Theano OpenMP multicore support

sai rajeshwar

unread,

Jan 5, 2015, 1:31:20 PM1/5/15

to theano...@googlegroups.com

Theano supports OpenMP..but does it still not support MIC(xeon phi)? now that python(numpy) can be offloaded on MIC https://portal.tacc.utexas.edu/tutorials/automatic-offload#python.
The only OpenMP pragmas I could find were https://github.com/Theano/Theano/search?utf8=%E2%9C%93&q=%23pragma+omp
I feel if the scaleup with openMP is good, then MIC should do better. Even if theano doesnot support MIC, even if it doesn't, is there a way we can change some (relevant) parts of Theano to port it to MIC?Fred, Pascal, Olivier?

Pascal Lamblin

unread,

Jan 6, 2015, 12:01:09 PM1/6/15

to theano...@googlegroups.com

Hi,

I'm not sure what kind of speed-up we could have, and xeon phi is really
not our priority target at the moment...

If you are interested, I think the first step may be to make the code
generation and compilation work with the Intel compiler (creating a new
class, like for gcc and nvcc).

Actually, maybe it would be worth figuring out if we can link with the
parallel MKL running on the xeon phi for BLAS calls even from gcc
(they only say it works with icc), since blass calls are the usual
bottleneck.

On Mon, Jan 05, 2015, sai rajeshwar wrote:
> Theano supports OpenMP..but does it still not support MIC(xeon phi)? now
> that python(numpy) can be offloaded on MIC
> https://portal.tacc.utexas.edu/tutorials/automatic-offload#python

> <https://www.google.com/url?q=https%3A%2F%2Fportal.tacc.utexas.edu%2Ftutorials%2Fautomatic-offload%23python&sa=D&sntz=1&usg=AFQjCNFN2_Zt7rMiuOFMS30iEogyyN7qTA>
> .

> The only OpenMP pragmas I could find were
> https://github.com/Theano/Theano/search?utf8=%E2%9C%93&q=%23pragma+omp

> <https://www.google.com/url?q=https%3A%2F%2Fgithub.com%2FTheano%2FTheano%2Fsearch%3Futf8%3D%25E2%259C%2593%26q%3D%2523pragma%2Bomp&sa=D&sntz=1&usg=AFQjCNESAQru7spa6embmd_gifBxYBH_Uw>

> I feel if the scaleup with openMP is good, then MIC should do better. Even
> if theano doesnot support MIC, even if it doesn't, is there a way we can
> change some (relevant) parts of Theano to port it to MIC?Fred, Pascal,
> Olivier?

> <https://www.google.com/url?q=https%3A%2F%2Fgithub.com%2FTheano%2FTheano%2Fsearch%3Futf8%3D%25E2%259C%2593%26q%3D%2523pragma%2Bomp&sa=D&sntz=1&usg=AFQjCNESAQru7spa6embmd_gifBxYBH_Uw>
>
> --
>
> ---
> You received this message because you are subscribed to the Google Groups "theano-users" group.
> To unsubscribe from this group and stop receiving emails from it, send an email to theano-users...@googlegroups.com.
> For more options, visit https://groups.google.com/d/optout.

--
Pascal

Sai Rajeshwar

unread,

Jan 7, 2015, 12:44:33 AM1/7/15

to theano...@googlegroups.com, lamb...@iro.umontreal.ca

hi, thanks for the reply

ok, i shall make use of icc compiler

and while using icc, also will try mic specific offload compiler options so that the code (MKL part of it is) offloaded.

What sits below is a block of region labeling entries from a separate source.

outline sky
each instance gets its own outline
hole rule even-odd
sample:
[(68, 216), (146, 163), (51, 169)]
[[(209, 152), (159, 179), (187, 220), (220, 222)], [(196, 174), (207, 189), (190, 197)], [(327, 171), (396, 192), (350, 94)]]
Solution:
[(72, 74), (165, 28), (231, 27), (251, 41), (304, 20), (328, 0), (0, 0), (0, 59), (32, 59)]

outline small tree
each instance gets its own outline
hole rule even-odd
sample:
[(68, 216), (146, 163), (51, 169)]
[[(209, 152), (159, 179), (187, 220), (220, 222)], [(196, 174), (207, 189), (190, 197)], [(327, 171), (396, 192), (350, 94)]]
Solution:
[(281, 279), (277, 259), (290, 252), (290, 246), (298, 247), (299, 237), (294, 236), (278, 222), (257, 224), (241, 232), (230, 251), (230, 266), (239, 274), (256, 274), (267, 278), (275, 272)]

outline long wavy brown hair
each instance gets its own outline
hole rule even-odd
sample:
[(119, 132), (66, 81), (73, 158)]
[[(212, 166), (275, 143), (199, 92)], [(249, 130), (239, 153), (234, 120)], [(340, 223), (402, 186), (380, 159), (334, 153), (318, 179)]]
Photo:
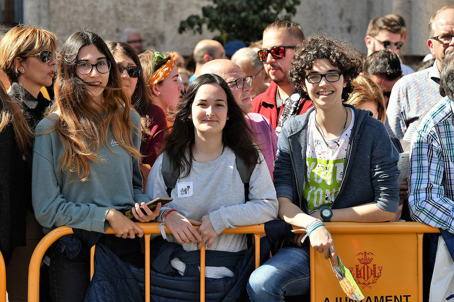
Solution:
[(31, 147), (32, 130), (22, 112), (22, 105), (12, 100), (0, 84), (0, 132), (12, 123), (19, 150), (25, 154)]
[(87, 180), (90, 174), (90, 161), (101, 161), (98, 157), (99, 147), (102, 145), (109, 148), (106, 141), (109, 127), (115, 139), (127, 152), (139, 160), (141, 158), (132, 140), (132, 131), (140, 136), (141, 129), (130, 120), (130, 111), (134, 109), (122, 89), (118, 68), (110, 68), (102, 92), (102, 115), (78, 76), (77, 55), (81, 48), (90, 45), (96, 46), (111, 64), (115, 64), (112, 54), (98, 35), (90, 32), (71, 35), (62, 47), (58, 59), (55, 101), (52, 110), (59, 113), (56, 130), (64, 150), (60, 169), (69, 171), (73, 178), (77, 176), (81, 181)]

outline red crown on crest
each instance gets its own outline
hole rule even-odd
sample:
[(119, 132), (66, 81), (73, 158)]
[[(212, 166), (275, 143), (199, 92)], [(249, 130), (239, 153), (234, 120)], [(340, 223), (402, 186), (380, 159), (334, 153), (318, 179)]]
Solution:
[(370, 253), (370, 252), (368, 253), (366, 251), (364, 251), (364, 252), (363, 252), (362, 253), (358, 253), (358, 254), (357, 254), (356, 256), (364, 255), (364, 257), (362, 257), (361, 258), (358, 258), (358, 261), (359, 261), (359, 263), (361, 263), (361, 264), (366, 265), (366, 264), (369, 264), (371, 262), (372, 262), (372, 260), (374, 260), (374, 258), (372, 258), (372, 257), (367, 257), (368, 255), (375, 255), (375, 254), (374, 254), (373, 253)]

One doubt is.. are you having something like code generation using gnu toolchain for theano? and i need to add code generation using intel?

can you guide me briefly..how to do code generation and compilation?..that would be great

with regards..

M. Sai Rajeswar

IIT Delhi
----------------------------------Cogito Ergo Sum---------

--

---
You received this message because you are subscribed to a topic in the Google Groups "theano-users" group.
To unsubscribe from this topic, visit https://groups.google.com/d/topic/theano-users/NpImVMwVESo/unsubscribe.
To unsubscribe from this group and all its topics, send an email to theano-users...@googlegroups.com.

Pascal Lamblin

unread,

Jan 7, 2015, 10:15:29 AM1/7/15

to theano...@googlegroups.com

On Wed, Jan 07, 2015, Sai Rajeshwar wrote:
> ok, i shall make use of icc compiler
> and while using icc, also will try mic specific offload compiler options so
> that the code (MKL part of it is) offloaded.
>
> One doubt is.. are you having something like code generation using gnu
> toolchain for theano? and i need to add code generation using intel?

We have code generation, that generates cpp files, which are then
compiled (currently by g++ or nvcc) into shared libraries, which are
then loaded as Python modules.

The generation part itself does not depend on the gnu toolchain. All
of that code is in theano/gof/. In particular, GCC_compiler is in
theano/gof/cmodule.py. You would probably need to write a similar class
for icc. NVCC_compiler is in theano/sandbox/cuda/nvcc_compiler.py,
maybe it can be another reference for you.

Currently, the logic for selecting the compiler is that if a specific
node (for instance, a GPU operation) requests a specific compiler
(nvcc), that compiler will be used to compile its code. By default, it
is GCC. See theano/gov/cc.py:900 for that.
Also, some generic utility functions (the CVM and cutils_ext) are always
compiled with GCC for the moment, you may have to adjust that.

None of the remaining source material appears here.